L’importante per una famiglia non è vivere insieme, ma restare uniti”.

-Anonimo-

Bao: la sindrome del nido vuoto

La protagonista è una donna cino-canadese che si sente sola e triste. All’inizio del corto la vediamo in cucina mentre prepara i bao, i soffici panini ripieni e cotti al vapore della cucina cinese.

Bao, scena del cortometraggio
© Becky Neiman-Cobb

Mentre è a tavola con il marito frettoloso e distratto, la donna vede, con grande sorpresa, che uno di questi bao prende vita e piange. A partire da questo momento, si prende cura e nutre il piccolo panino al vapore, come se fosse un figlio. Il bao a poco a poco cresce, domandando sempre più libertà e autonomia. La madre, tuttavia, è iperprotettiva, arrivando al punto di proibirgli di giocare al pallone.

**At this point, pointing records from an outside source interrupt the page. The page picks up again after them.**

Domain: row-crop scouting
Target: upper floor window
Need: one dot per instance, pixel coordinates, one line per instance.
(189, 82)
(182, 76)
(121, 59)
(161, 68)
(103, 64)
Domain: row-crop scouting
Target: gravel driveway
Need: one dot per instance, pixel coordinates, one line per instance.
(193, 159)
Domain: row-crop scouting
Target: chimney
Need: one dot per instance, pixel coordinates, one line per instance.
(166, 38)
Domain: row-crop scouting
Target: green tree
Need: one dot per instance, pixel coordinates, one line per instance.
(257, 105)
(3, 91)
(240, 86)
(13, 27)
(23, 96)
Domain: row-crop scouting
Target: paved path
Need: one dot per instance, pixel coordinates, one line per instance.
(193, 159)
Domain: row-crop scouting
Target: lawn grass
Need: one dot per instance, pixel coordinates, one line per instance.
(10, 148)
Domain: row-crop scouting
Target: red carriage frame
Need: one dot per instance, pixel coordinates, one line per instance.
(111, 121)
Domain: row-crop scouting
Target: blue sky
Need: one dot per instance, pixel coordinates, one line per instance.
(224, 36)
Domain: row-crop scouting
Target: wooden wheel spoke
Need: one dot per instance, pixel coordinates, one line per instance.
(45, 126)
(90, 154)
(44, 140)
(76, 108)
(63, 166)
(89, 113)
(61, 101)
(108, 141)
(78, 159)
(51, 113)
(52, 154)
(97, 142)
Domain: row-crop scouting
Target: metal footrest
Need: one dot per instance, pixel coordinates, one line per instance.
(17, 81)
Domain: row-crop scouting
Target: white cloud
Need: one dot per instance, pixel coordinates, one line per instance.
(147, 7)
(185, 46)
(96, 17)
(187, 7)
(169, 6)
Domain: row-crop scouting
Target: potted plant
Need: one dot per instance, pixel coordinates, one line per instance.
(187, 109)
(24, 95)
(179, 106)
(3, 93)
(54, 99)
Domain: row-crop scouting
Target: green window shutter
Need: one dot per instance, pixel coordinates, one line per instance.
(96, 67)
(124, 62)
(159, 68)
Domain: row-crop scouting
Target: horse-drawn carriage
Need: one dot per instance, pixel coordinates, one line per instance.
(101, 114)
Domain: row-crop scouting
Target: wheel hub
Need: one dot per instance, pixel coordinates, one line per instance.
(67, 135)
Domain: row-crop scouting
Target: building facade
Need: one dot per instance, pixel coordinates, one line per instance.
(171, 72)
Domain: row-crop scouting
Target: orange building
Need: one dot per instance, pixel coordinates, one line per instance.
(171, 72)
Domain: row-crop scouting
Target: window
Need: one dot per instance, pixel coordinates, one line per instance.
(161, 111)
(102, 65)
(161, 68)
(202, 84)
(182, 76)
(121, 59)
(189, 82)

Arrivano gli anni dell’adolescenza e della ribellione e il panino non vuole più passare il proprio tempo libero con la mamma. Questo è difficile da accettare per la donna. Il dramma nasce quando il figlio le presenta la sua fidanzata e le annuncia la decisione di andare a vivere con lei, di abbandonare il nido.

Questa situazione è inaccettabile per la donna la quale, in un attacco di stress, nervoso e rabbia, inghiottisce il panino al vapore, vale dire, il proprio figlio. Naturalmente si pente subito dopo, singhiozzando sconsolata.

La donna è adesso in camera da letto, sola e triste. Ed è a questo punto che fa capolino nella storia il vero figlio, che non è certo un bao, ma un uomo. È l’occasione per riavvicinarsi e per dimostrarsi l’affetto reciproco.

Vediamo, infine, tutta la famiglia riunita, fidanzata del figlio compresa, mentre felici cucinano i panini al vapore. L’ultima inquadratura è il viso soddisfatto e felice di una donna che ha infine superato la sindrome del nido vuoto.

Bao, la famiglia a tavola
© Becky Neiman-Cobb

Alcune riflessioni sul cortometraggio

Questo bellissimo corto d’animazione ci fa riflettere su quanto sia importante, per una madre, prepararsi alla partenza dei figli. La prima cosa da accettare è che si tratta di un evento che, prima o poi, capiterà.

I bambini crescono, diventano adolescenti, giovani e adulti con il bisogno naturale di creare un progetto di vita. Non bisogna guardare a questa necessità con tristezza o sconforto, ma come una tappa in più nel percorso della maternità.

Se avete dedicato tempo ed energia a educare e crescere i vostri figli nel miglior modo possibile, si è creato di certo un forte legame d’amore. Questo filo che unisce i genitori ai figli è indissolubile, anche quando gli ultimi decidono di creare un proprio nido.

“Presto o tardi se ne andranno, e il viaggio della vita è lungo. Viaggeranno con bagagli leggeri e porteranno con sé solo i valori e l’amore che siete riusciti a dar loro, mentre erano vostri. Solo allora la vita stessa vi dirà se il vostro legato e i vostri insegnamenti sono stati buoni. Ma ricordate che presto o tardi se ne andranno.